Taipei, April 16 (CNA) With a rise in the number of young jobseekers in Taiwan expressing an interest in applying for jobs in China, a senior executive at a local job bank is advising applicants to be aware of the changing nature of employment opportunities there, despite its attitude to Taiwanese talent.

Joe Chen (陳嵩榮), a senior deputy general manager at 104 Job Bank, said Monday that more and more enterprises in China are adjusting their employment policies to focus on "local hiring" and as a result many are no longer offering travel or housing subsidies to overseas recruits.

Moreover, in some first-tier Chinese cities, such as Shanghai, the cost of renting is even higher than in Taipei, Chen added, citing Shanghai's Jing'an, Changning and Huangpu districts, where the rent for an ensuite room is currently a minimum of 6,500 Chinese yuan (US$1,035) per month.

"Livelihood pressure is very high," said Chen, advising young jobseekers to take potentially negative factors into consideration before deciding to pursue a job in China.

Chen extended the advice while publicizing a 104 Job Bank study, which shows that among its online members, the percentage of 18-24 year-olds expressing an interest in working in China has grown from 2 percent a decade ago to 10 percent this year.

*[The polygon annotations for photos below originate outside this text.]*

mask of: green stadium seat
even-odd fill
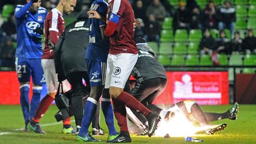
[[[172,28],[172,18],[165,18],[162,24],[162,28],[164,30]]]
[[[174,54],[185,54],[187,53],[186,43],[178,43],[174,44]]]
[[[232,55],[229,59],[229,66],[242,66],[242,56],[240,54]]]
[[[236,5],[247,5],[247,0],[235,0]]]
[[[247,55],[244,57],[244,66],[256,66],[256,56],[255,55]]]
[[[184,66],[185,65],[185,60],[183,55],[174,55],[172,56],[171,60],[172,66]]]
[[[189,34],[190,41],[200,41],[202,37],[202,33],[200,30],[191,30]]]
[[[249,17],[256,16],[256,5],[251,5],[249,7],[248,15]]]
[[[235,7],[236,12],[238,16],[247,16],[247,8],[245,5],[237,5]]]
[[[186,66],[197,66],[200,65],[199,57],[197,55],[188,55],[187,56]]]
[[[220,65],[226,66],[228,65],[228,56],[226,54],[218,55],[217,57]]]
[[[172,30],[163,30],[161,31],[161,37],[160,39],[161,42],[170,42],[173,40],[173,31]]]
[[[5,5],[2,10],[2,17],[4,21],[7,21],[9,15],[14,11],[14,6],[13,5]]]
[[[171,54],[172,43],[171,42],[162,42],[160,44],[159,54]]]
[[[256,17],[249,18],[247,23],[248,28],[256,28]]]
[[[242,72],[244,73],[255,73],[256,69],[255,68],[244,68]]]
[[[169,66],[171,63],[169,57],[167,55],[159,55],[158,59],[163,66]]]
[[[212,66],[213,62],[211,60],[209,55],[201,55],[200,57],[200,65],[201,66]]]
[[[249,0],[249,5],[256,5],[256,0]]]
[[[236,28],[246,29],[247,28],[247,23],[244,17],[237,17],[236,21]]]
[[[175,41],[186,41],[188,40],[188,33],[186,30],[177,30],[174,37]]]
[[[152,49],[155,53],[158,53],[157,44],[155,41],[148,41],[148,46]]]
[[[188,45],[188,53],[194,54],[198,53],[199,47],[199,42],[190,42]]]

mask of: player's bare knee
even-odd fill
[[[123,89],[117,87],[110,87],[110,96],[114,98],[117,98],[121,92],[122,92]]]

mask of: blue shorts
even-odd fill
[[[87,59],[91,86],[105,85],[106,63]]]
[[[19,82],[30,82],[32,76],[34,85],[42,85],[43,70],[41,59],[16,57],[15,64]]]

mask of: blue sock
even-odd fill
[[[32,99],[30,103],[30,119],[32,119],[32,118],[34,117],[36,110],[37,109],[38,105],[40,103],[41,89],[42,87],[33,87],[33,94],[32,95]]]
[[[114,114],[110,98],[101,99],[101,107],[105,116],[105,122],[108,127],[109,135],[116,135],[118,133],[114,125]]]
[[[97,101],[91,97],[87,98],[87,101],[84,106],[84,116],[82,120],[82,126],[78,135],[83,136],[88,133],[89,126],[92,120],[96,110]]]
[[[23,117],[25,121],[30,120],[29,117],[29,107],[30,103],[28,100],[28,93],[30,89],[29,84],[24,84],[20,87],[20,101],[21,109],[23,113]]]

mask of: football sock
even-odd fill
[[[204,115],[204,113],[201,110],[198,104],[193,104],[191,107],[191,111],[194,118],[201,124],[209,124]]]
[[[32,120],[39,123],[40,119],[44,115],[53,100],[53,97],[47,94],[40,103]]]
[[[117,132],[114,125],[114,114],[110,98],[101,98],[101,108],[105,116],[105,123],[108,128],[110,135],[116,135]]]
[[[69,118],[67,118],[67,119],[63,120],[63,126],[65,126],[65,125],[69,125],[69,126],[71,125],[71,118],[69,117]]]
[[[25,121],[30,120],[29,107],[30,103],[28,100],[28,93],[30,90],[29,84],[24,84],[20,87],[20,103]]]
[[[65,129],[68,129],[71,127],[71,124],[65,124],[63,125],[63,127]]]
[[[72,107],[73,113],[74,114],[76,125],[80,126],[83,117],[83,104],[82,96],[72,95],[71,97],[71,103],[72,105],[76,105],[75,107]]]
[[[116,98],[116,100],[121,102],[132,110],[138,111],[145,116],[151,112],[149,109],[138,101],[133,96],[126,92],[122,91]]]
[[[33,94],[30,103],[30,119],[32,119],[33,117],[36,110],[37,109],[37,107],[40,103],[40,94],[42,88],[42,87],[34,87],[33,88]]]
[[[117,124],[120,131],[128,132],[128,126],[126,120],[126,109],[125,105],[119,103],[116,99],[112,98],[114,106],[114,113],[117,120]]]
[[[82,120],[82,126],[78,135],[83,136],[88,133],[89,126],[94,116],[96,110],[97,101],[91,98],[88,97],[84,106],[84,117]]]
[[[228,111],[221,114],[213,113],[204,113],[204,115],[208,121],[212,121],[224,119],[228,119],[230,116],[230,113]]]
[[[92,127],[95,128],[97,130],[100,129],[100,102],[98,101],[97,103],[96,110],[94,114],[94,116],[92,117]]]

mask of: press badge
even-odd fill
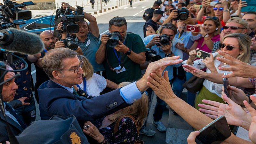
[[[117,67],[116,68],[115,68],[115,69],[120,69],[120,68],[121,68],[121,66],[119,66],[118,67]],[[119,73],[121,73],[121,72],[123,72],[123,71],[125,71],[126,70],[126,69],[125,69],[125,68],[124,67],[123,67],[123,68],[122,68],[122,69],[121,69],[121,70],[119,70],[118,71],[116,71],[116,73],[117,74],[119,74]]]

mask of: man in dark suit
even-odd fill
[[[10,66],[6,66],[7,69],[13,70]],[[4,80],[9,79],[14,76],[13,72],[9,72],[4,75]],[[14,79],[5,83],[3,86],[2,96],[4,102],[4,108],[7,122],[9,124],[10,128],[14,135],[17,135],[26,128],[26,125],[17,114],[14,109],[8,103],[14,99],[16,90],[18,86],[14,82]],[[8,133],[6,130],[5,120],[4,113],[0,110],[0,142],[5,143],[9,141]]]
[[[85,121],[93,120],[113,113],[140,98],[142,92],[148,88],[147,78],[150,74],[163,66],[181,61],[174,60],[178,59],[178,56],[166,58],[151,63],[140,80],[121,89],[87,99],[76,94],[72,87],[83,80],[83,72],[81,68],[82,64],[76,54],[76,52],[70,49],[59,48],[49,51],[43,58],[43,68],[51,80],[42,84],[38,89],[40,115],[42,119],[54,115],[73,115],[80,125],[83,125]],[[99,142],[104,141],[96,140]]]

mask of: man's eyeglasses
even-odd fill
[[[78,71],[79,70],[79,68],[80,67],[82,68],[83,66],[83,64],[84,63],[84,62],[82,61],[80,61],[80,63],[79,65],[79,66],[77,67],[75,69],[60,69],[60,70],[73,70],[75,73],[76,74],[77,73]]]
[[[217,7],[214,7],[213,8],[213,11],[217,11],[218,9],[218,8]],[[219,11],[223,11],[223,7],[219,7]]]
[[[220,48],[221,49],[223,49],[224,48],[225,46],[226,46],[226,48],[228,50],[228,51],[231,51],[233,49],[239,49],[239,48],[237,48],[236,47],[235,47],[233,46],[231,46],[231,45],[228,45],[226,46],[226,44],[222,44],[221,43],[220,43],[219,44],[219,45],[220,46]]]
[[[230,27],[230,28],[231,29],[237,29],[237,28],[242,28],[243,29],[244,29],[245,28],[240,28],[238,27],[235,27],[234,26],[231,26],[231,27],[229,27],[229,26],[223,26],[222,27],[223,29],[228,29]]]

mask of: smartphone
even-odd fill
[[[202,5],[200,5],[199,4],[195,4],[194,5],[194,8],[196,9],[200,10],[202,8]]]
[[[226,117],[221,116],[199,130],[196,138],[197,144],[219,144],[231,136]]]
[[[200,31],[200,28],[199,27],[188,25],[187,26],[187,30],[199,33]]]
[[[241,12],[255,12],[256,11],[256,0],[244,0],[244,3],[247,3],[247,6],[242,7],[241,9]]]
[[[196,50],[196,56],[200,59],[204,59],[207,57],[210,57],[210,53],[199,50]]]
[[[228,74],[227,73],[224,73],[224,75],[227,75]],[[230,95],[229,92],[229,90],[228,88],[228,86],[229,85],[229,83],[228,83],[228,78],[223,78],[223,86],[224,87],[224,92],[227,95],[229,98],[230,98]]]

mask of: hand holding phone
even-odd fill
[[[227,119],[221,116],[199,130],[200,133],[196,136],[197,144],[218,144],[231,136]]]
[[[210,53],[200,50],[196,50],[196,56],[201,59],[204,59],[207,57],[210,57]]]

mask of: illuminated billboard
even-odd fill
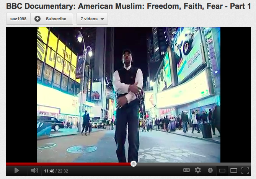
[[[163,91],[163,90],[166,86],[166,78],[165,78],[165,67],[163,67],[160,70],[160,73],[158,75],[157,78],[157,88],[158,91],[160,92]]]
[[[94,82],[92,85],[91,93],[92,100],[99,100],[101,99],[101,81]]]
[[[205,63],[200,28],[179,28],[173,41],[171,49],[179,83]]]
[[[46,107],[47,107],[48,112],[53,112],[52,111],[49,111],[49,109],[52,108],[52,108],[59,108],[62,114],[78,115],[79,114],[78,100],[77,96],[36,84],[36,104],[39,106],[39,111],[46,111]]]
[[[210,94],[206,70],[184,83],[157,94],[157,107],[165,108],[184,104]]]
[[[165,64],[165,78],[166,80],[166,87],[168,88],[171,85],[171,68],[170,68],[170,62],[169,57],[169,53],[167,52],[165,53],[164,58]]]
[[[109,99],[109,119],[113,119],[113,115],[114,115],[114,101]]]
[[[46,55],[46,64],[80,82],[80,79],[76,79],[77,55],[47,28],[38,28],[36,45],[38,59],[44,62]]]
[[[147,111],[150,108],[154,107],[155,105],[154,102],[154,96],[153,92],[151,91],[145,91],[145,99],[144,103],[145,105],[145,110]]]

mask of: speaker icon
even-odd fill
[[[33,168],[31,170],[31,172],[33,172],[34,173],[38,173],[38,168]]]

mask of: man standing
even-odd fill
[[[185,114],[185,117],[186,117],[186,120],[187,121],[187,122],[186,123],[186,131],[188,132],[188,124],[189,122],[189,120],[188,120],[188,112],[186,112]]]
[[[184,111],[182,111],[181,118],[181,121],[182,121],[182,127],[183,129],[183,133],[186,133],[186,124],[188,122],[188,121],[187,121],[186,114],[184,112]]]
[[[166,116],[166,117],[165,117],[165,130],[167,132],[169,132],[169,119],[168,119],[168,116]]]
[[[119,162],[126,162],[124,143],[128,124],[128,162],[138,162],[140,145],[138,111],[140,105],[140,90],[143,85],[141,70],[132,67],[132,53],[129,50],[123,52],[124,67],[116,71],[113,77],[113,86],[117,94],[116,113],[116,129],[115,140],[117,145],[116,155]]]
[[[197,133],[200,133],[200,125],[201,124],[201,117],[200,114],[200,111],[196,111],[196,120],[197,121]]]
[[[210,108],[209,109],[209,114],[208,114],[208,119],[209,119],[209,122],[211,124],[211,127],[212,130],[212,132],[213,135],[215,135],[215,127],[214,127],[214,122],[212,119],[212,110]]]
[[[89,120],[87,120],[87,111],[85,110],[85,114],[83,115],[83,130],[81,133],[82,135],[83,135],[83,130],[85,130],[85,135],[87,135],[86,132],[87,132],[87,130],[86,130],[86,127],[87,123],[89,123]]]

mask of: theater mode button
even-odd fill
[[[73,13],[31,13],[31,25],[73,25]]]
[[[108,13],[77,13],[77,25],[108,25]]]

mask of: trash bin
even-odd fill
[[[170,122],[170,128],[171,131],[175,131],[176,130],[175,121],[171,121]]]
[[[211,125],[210,123],[203,123],[202,124],[202,132],[204,138],[212,138],[212,130]]]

The study also indicates that 3,562 new graduates have indicated a desire to work overseas this year, with 69 percent of them expressing a preference for mainland China.

Of the young jobseekers wishing to work outside Taiwan, 52 percent have either a master's degree or doctorate.

According to the study, 28 percent of the jobseekers interested in working overseas graduated from five elite universities in Taiwan -- National Taiwan University, National Cheng Kung University, National Chengchi University, National Chiao Tung University and National Tsing Hua University.